The benefits reported by the regional centre staff have included nursing support and direction for the management of the critically ill including the sharing and development of common policies and procedures. Medical staff have benefited from a practical, as well as an academic, ward round and the unit has been able to improve junior doctor recruitment and make non-intensive care specialist staff more comfortable in the day to day management of the critically ill. Local staff satisfaction has improved, as has the camaraderie and professional relationship between the regional and teriary unit. There has been a significant decrease in the need to transfer patients out of the hospital to tertiary centres. However, this significantly increased the need for local intensive care beds as more work was being done locally. We are presently more formally analyzing adjusted mortality rates (SMRs).
Almost as an aside, using very similar technology has allowed a weekly-run, state-wide, teaching session to be held where, in rotation, each of the many ICUs takes turns in presenting a topic and have input from a vast array of specialist staff. One of us (JL) has recently set up a monthly lecture and question and answer session with some Indian sites.
Telemedicine has been described as “the use of electronic information and communication technologies to provide health care when the caregiver and patient are geographically distanced”6. We would like to modify this comment and concept to “the use of electronic information and communication technologies to help with health care when the advisor and the patient are geographically distanced”.
This editorial arises from the reviewed article within this Monitor by Thomas et al.7 (p.70) that was unable to demonstrate a benefit in their way of performing telemedicine.
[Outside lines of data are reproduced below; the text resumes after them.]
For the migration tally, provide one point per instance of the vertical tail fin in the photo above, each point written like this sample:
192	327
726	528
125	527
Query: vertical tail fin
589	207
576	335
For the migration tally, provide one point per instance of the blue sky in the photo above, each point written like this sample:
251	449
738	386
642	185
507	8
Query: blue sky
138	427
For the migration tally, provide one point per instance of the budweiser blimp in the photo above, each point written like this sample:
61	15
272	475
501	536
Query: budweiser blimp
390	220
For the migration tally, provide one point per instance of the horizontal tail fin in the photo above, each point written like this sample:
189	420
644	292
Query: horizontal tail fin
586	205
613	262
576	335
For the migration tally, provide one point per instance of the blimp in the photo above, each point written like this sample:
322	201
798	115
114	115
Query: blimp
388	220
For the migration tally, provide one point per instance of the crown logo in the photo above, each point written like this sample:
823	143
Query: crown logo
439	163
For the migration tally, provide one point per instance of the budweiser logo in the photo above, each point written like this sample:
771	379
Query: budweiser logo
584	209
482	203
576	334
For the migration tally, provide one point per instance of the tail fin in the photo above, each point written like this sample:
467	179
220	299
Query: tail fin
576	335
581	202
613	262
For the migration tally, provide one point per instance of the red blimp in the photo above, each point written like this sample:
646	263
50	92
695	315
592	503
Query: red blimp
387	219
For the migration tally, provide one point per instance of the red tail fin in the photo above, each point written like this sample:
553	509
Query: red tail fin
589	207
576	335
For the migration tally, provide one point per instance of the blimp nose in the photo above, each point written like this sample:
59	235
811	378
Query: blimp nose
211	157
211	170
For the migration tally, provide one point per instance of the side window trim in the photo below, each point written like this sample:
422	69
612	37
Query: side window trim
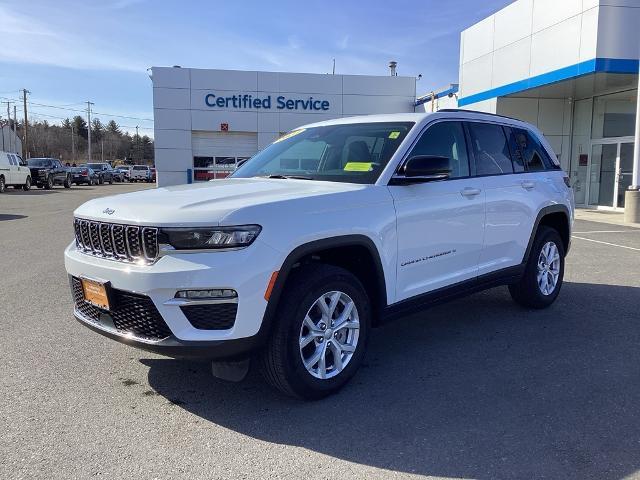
424	132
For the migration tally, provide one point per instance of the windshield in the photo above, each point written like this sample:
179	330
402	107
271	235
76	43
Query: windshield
351	153
39	162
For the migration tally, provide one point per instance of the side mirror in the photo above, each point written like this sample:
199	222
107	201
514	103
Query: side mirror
423	168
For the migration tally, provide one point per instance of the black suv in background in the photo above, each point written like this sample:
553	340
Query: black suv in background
105	172
47	172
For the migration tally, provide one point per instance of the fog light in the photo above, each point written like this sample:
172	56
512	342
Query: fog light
207	294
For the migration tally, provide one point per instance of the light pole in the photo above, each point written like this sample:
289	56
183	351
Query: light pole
89	130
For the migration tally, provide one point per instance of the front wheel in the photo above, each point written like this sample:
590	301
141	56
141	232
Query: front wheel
544	272
321	334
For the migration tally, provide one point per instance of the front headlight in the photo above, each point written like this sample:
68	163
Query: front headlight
209	237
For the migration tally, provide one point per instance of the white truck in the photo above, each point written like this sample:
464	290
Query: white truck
333	229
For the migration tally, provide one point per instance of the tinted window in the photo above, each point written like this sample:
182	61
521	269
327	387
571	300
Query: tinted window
39	162
516	154
445	139
531	150
490	148
535	156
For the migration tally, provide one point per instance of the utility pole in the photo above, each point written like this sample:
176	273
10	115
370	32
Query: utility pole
15	124
25	148
9	125
73	146
89	129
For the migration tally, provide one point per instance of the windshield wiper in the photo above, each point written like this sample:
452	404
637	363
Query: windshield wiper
295	177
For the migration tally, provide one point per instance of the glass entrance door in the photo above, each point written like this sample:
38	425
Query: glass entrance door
625	171
610	168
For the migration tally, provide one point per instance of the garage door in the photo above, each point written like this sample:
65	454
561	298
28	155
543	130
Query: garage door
217	144
216	154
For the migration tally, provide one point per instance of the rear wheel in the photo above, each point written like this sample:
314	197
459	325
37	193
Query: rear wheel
544	272
321	334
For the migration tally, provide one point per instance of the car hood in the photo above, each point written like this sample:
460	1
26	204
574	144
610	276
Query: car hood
207	203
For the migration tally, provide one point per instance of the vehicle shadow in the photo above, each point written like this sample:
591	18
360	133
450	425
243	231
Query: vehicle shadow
8	216
478	388
33	191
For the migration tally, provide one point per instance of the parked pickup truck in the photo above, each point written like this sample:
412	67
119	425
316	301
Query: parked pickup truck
140	173
47	172
329	231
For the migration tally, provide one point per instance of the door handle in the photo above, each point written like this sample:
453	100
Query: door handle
470	192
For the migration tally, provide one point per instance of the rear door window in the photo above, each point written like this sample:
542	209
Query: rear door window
490	149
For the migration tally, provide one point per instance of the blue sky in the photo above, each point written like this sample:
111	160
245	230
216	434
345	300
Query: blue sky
66	52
We have great faith in, and have invested heavily in, what we believe telemedicine to be.
Rob Boots
Associate Professor, Department of Critical Care, University of Queensland, Deputy Director, Department of Intensive Care Medicine, Royal Brisbane Hospital
Jeremy Cohen
Staff Specialist, Department of Intensive Care Medicine,
Royal Brisbane Hospital
Jeffrey Lipman
Professor and Head: Discipline of Anaesthesiology and Critical Care,
The University of Queensland School of Medicine,
Director: Department of Intensive Care Medicine, Royal Brisbane Hospital, Australia.
References
1. Nguyen YL, Kahn JM, Angus DC. Reorganizing adult critical care delivery: the role of regionalization, telemedicine, and community outreach. Am J Respir Crit Care Med 2010;181:1164-1169.
2. Rosenfeld BA, Dorman T, Breslow MJ et al. Intensive care unit telemedicine: alternate paradigm for providing continuous intensivist care. Crit Care Med 2000;28:3925-3931.
3. Breslow MJ, Rosenfeld BA, Doerfler M et al. Effect of a multiple-site intensive care unit telemedicine program on clinical and economic outcomes: an alternative paradigm for intensivist staffing. Crit Care Med 2004;32:31-38.
4. McCambridge M, Jones K, Paxton H et al. Association of health information technology and teleintensivist coverage with decreased mortality and ventilator use in critically ill patients. Arch Intern Med 2010;170:648-653.
5. Morrison JL, Cai Q, Davis N et al. Clinical and economic outcomes of the electronic intensive care unit: results from two community hospitals. Crit Care Med 2010;38:2-8.
6. Yoo EJ, Dudley RA. Evaluating telemedicine in the ICU. JAMA 2009;302:2705-2706.
7. Thomas EJ, Lucke JF, Wueste L, Weavind L, Patel B. Association of telemedicine for remote monitoring of intensive care patients with mortality, Complications, and length of stay. JAMA 2009;302:2671-2678. (See this issue p.70).